Are $C(\mathbb{R})$ and $D(\mathbb{R})$ isomorphic or not?

Suppose they are isomorphic. Then consider the identity function $Id$ which belongs to $D(\mathbb{R})$. Let the pre image of $Id$ is $f$ in $C(\mathbb{R})$. Now if $f\in C(\mathbb{R})$ then $f^{1/3}\in C(\mathbb{R})$. Then by properties of isomorphism image of $f^{1/3}$ is $Id^{1/3}$. But $Id^{1/3}$ is not differentiable at $0$ and so it is not in $D(\mathbb{R})$. Hence contradiction!!


I might be wrong, but in case by $D(\mathbb{R})$ you mean $C^{\infty}(\mathbb{R})$, I think we can arrive at a contradiction. Suppose we have such an isomorphism from $C(\mathbb{R})$ to $C^{\infty}(\mathbb{R})$, call it $\varphi$. We define a derivation on $C(\mathbb{R})$ as below :

$\forall f\in C(\mathbb{R})$, $\delta(f)=\varphi^{-1}\biggl[\biggl(\varphi(f)\biggr)'\biggr]$.

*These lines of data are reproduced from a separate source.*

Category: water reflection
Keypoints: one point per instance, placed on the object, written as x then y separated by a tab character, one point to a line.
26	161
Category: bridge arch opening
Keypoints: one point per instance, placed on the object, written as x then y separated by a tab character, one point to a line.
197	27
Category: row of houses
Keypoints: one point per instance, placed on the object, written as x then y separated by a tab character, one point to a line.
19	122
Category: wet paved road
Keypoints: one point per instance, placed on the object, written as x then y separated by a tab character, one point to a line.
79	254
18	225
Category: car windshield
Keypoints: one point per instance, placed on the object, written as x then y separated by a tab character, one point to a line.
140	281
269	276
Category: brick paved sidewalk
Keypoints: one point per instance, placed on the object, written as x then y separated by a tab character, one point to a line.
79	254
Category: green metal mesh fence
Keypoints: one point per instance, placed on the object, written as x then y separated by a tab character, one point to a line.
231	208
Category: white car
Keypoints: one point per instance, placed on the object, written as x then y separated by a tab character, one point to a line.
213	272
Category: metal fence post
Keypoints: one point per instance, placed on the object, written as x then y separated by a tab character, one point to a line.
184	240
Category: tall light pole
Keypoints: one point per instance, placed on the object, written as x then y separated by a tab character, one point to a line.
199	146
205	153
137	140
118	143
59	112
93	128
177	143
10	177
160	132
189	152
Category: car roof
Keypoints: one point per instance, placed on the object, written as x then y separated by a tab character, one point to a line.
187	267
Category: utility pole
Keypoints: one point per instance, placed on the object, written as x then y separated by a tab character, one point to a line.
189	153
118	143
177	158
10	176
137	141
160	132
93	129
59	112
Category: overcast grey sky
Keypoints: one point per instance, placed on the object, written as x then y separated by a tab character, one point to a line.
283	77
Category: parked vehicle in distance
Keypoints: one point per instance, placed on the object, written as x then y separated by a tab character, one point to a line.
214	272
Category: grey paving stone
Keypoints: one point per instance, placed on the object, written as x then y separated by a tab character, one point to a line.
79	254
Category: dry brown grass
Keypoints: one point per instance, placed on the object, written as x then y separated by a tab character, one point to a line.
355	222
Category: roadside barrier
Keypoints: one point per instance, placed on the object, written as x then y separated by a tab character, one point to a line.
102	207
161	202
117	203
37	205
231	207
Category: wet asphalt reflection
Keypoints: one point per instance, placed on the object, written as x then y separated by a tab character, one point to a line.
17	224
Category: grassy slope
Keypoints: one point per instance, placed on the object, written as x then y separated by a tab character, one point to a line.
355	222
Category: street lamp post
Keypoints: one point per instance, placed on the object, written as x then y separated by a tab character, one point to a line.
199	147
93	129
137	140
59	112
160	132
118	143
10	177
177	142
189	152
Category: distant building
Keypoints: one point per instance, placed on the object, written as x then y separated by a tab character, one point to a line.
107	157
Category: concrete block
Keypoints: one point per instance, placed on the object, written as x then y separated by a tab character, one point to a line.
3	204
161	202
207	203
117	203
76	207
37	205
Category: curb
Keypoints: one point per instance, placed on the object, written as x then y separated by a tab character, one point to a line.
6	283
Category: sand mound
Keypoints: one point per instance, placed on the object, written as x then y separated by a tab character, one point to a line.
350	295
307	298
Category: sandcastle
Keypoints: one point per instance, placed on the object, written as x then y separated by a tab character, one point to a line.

By the standard properties of differentiation, one can check that $\delta$ indeed defines a derivation on $C(\mathbb{R})$. However, $C(\mathbb{R})$ admits only one derivation, namely the trivial derivation. Thus, $Im(\varphi)$ only consists of constant functions, and we have a contradiction.